I fancy Mike Leigh’s directorial style in general and depending upon my days, that is, good- or bad-hair days so to speak, I especially like very much or love Topsy-Turvy (my usual grade: A- . . . ).
That said, the two featured clips (“Extrait 1” and “clip/Film 4”) somewhat didn’t sit well in my book. It seems to me to have missed, if you’d like, the usual tempos rendered by Leigh despite the beautiful British feels about this film, commendably, just as usual as his other pieces.
However, with Mike Leigh’s name […] to it, I’m in, despite the currently AD-featured, embedded clips.
At the end of the day, I reckon that I for one just #couldn’t see him possibly go sooo wrong that I regret paying for a ticket. (Worst case scenario: with Leigh-directed film, at least it could be an average good time, I believe.)
Sir John Soame, indeed! Brilliant artists.
Thank you very much for these clips. Good to see that an overtly visual subject brings attention to Leigh’s visual insight.

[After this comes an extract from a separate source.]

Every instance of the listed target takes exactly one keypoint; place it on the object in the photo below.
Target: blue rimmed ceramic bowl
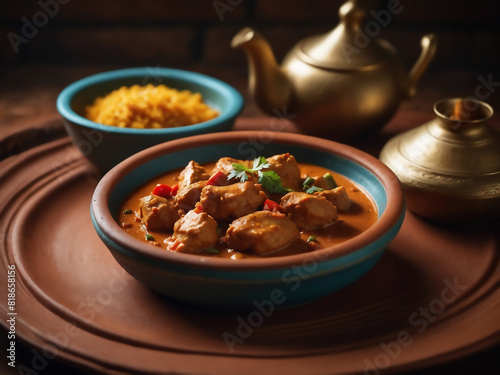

I love it. This is the sort of period drama I can’t resist – one which doesn’t feel like a traditional period drama. It’s not stuffy and staid and stilted and staged. It’s lively and animated, and thoroughly realistic and believable. Mike Leigh understands that life in bygone eras, pre-cinema, was not inherently different from today in terms of how people relate to one another. They don’t speak as though reciting cues from a stage play, like in so many period dramas. They speak like this. And I think the music in these clips is great, and signals a definite departure from the style of Leigh’s other films.